In the case, a class action titled Cruz v TD Bank, N.A., 10 Civ 8026 (opinion by Hon. P. Kevin Castel), the plaintiff debtors claimed that TD Bank had restrained their accounts and charged them fees in violation of CPLR Article 52, which governs the enforcement and collection of money judgments in New York state courts, as amended in 2008 by the EIPA. The EIPA was designed to provide enhanced protections to debtors, and protect additional types of property and income from restraint, such as Social Security, disability income, and public assistance funds.

Plaintiffs' Claims

The gravamen of the plaintiffs' complaint was TD Bank's failure to send to the debtors various disclosures concerning what funds in plaintiffs' accounts may be exempt, information on how to claim exemptions, or a copy of the restraining notice. EIPA expressly requires banks to send these notices and forms to debtors. The statute also states, however, that the inadvertent failure by a depository institution to provide these documents does not give rise to liability on its part. The court allowed the plaintiffs to file an Amended Complaint alleging that it was TD Bank's general practice to not comply with the statutory requirements of EIPA.

EIPA also requires that these forms be provided to the bank by the third-party creditor, and that a bank may not restrain an account unless it receives the notices and forms from the third-party creditor. A restraint is void if the creditor fails to serve the notices and forms on the bank.

No Private Right of Action Against Banks, Express or Implied

The court concluded, and the plaintiffs conceded, that there is no express provision in the EIPA granting a private right of action against banks. The court rejected the plaintiff's argument that the right exists by negative inference.

The court also found that neither the over-all legislative scheme, legislative intent nor legislative history of the EIPA supported an implied private right of action against banks. A particularly compelling argument in this part of the court's analysis was that the legislature had based EIPA upon a Connecticut statute; much of the Connecticut statute was adopted for New York State's version, but Connecticut's provision allowing private actions against banks was intentionally rejected.

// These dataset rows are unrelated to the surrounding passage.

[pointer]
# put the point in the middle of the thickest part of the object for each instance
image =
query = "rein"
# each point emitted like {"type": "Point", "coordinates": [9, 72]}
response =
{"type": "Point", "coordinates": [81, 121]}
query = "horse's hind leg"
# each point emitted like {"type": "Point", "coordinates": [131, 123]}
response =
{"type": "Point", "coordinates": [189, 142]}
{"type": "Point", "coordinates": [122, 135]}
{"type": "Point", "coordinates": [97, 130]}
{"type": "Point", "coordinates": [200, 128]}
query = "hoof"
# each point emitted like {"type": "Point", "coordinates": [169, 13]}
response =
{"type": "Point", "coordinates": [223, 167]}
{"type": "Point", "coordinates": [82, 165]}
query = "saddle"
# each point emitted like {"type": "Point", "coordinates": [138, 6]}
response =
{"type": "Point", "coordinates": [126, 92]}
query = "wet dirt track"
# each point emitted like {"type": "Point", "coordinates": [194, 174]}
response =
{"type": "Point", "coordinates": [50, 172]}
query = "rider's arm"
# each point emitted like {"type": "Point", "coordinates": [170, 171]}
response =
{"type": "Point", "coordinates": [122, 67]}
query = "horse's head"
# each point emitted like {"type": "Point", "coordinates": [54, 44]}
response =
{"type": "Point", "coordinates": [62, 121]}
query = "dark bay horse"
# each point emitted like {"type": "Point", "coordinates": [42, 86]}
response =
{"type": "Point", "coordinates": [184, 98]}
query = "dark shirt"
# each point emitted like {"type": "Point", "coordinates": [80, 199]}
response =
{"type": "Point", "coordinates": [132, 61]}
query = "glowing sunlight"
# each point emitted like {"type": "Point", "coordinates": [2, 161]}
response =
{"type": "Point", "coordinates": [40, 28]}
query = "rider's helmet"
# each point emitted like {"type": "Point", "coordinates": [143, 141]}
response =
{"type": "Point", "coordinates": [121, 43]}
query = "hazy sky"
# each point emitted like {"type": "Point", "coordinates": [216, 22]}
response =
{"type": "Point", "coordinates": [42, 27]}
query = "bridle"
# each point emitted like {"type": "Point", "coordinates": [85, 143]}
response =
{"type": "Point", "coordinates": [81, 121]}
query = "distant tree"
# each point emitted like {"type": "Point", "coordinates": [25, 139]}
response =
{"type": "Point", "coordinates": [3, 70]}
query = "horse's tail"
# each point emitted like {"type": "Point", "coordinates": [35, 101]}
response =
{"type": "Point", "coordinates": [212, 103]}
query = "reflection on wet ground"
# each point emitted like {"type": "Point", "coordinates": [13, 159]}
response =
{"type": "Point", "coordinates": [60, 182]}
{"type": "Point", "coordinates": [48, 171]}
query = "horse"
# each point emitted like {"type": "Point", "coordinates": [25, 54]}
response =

The remedies provided for by statute permit special proceedings for judgment debtors and judgment creditors to sue each other --

CPLR 5225(b) permits a special proceeding by a creditor against a garnishee to retrieve property.

CPLR § 5227 permits a special proceeding by a creditor against any person to pay a debt.

CPLR § 5239 permits a special proceeding against a creditor by any interested person (including the debtor) pre-restraint to dispute a creditor's rights to property.

CPLR § 5240 allows any person to request that a court modify enforcement procedures.

CPLR § 5251 permits a court to hold any person in civil contempt for willfully refusing to obey a restraining notice.

CPLR § 5222-a(d) provides for a judicial hearing between the debtor and creditor if there is a dispute that money is exempt.

CPLR § 5222-a(g) awards the judgment debtor costs, reasonable attorney fees and actual damages if the creditor objects to an exemption claim in bad faith.

The court also denied all of the plaintiffs' common law claims against TD Bank: conversion, breach of fiduciary duty, fraud, unjust enrichment, and negligence.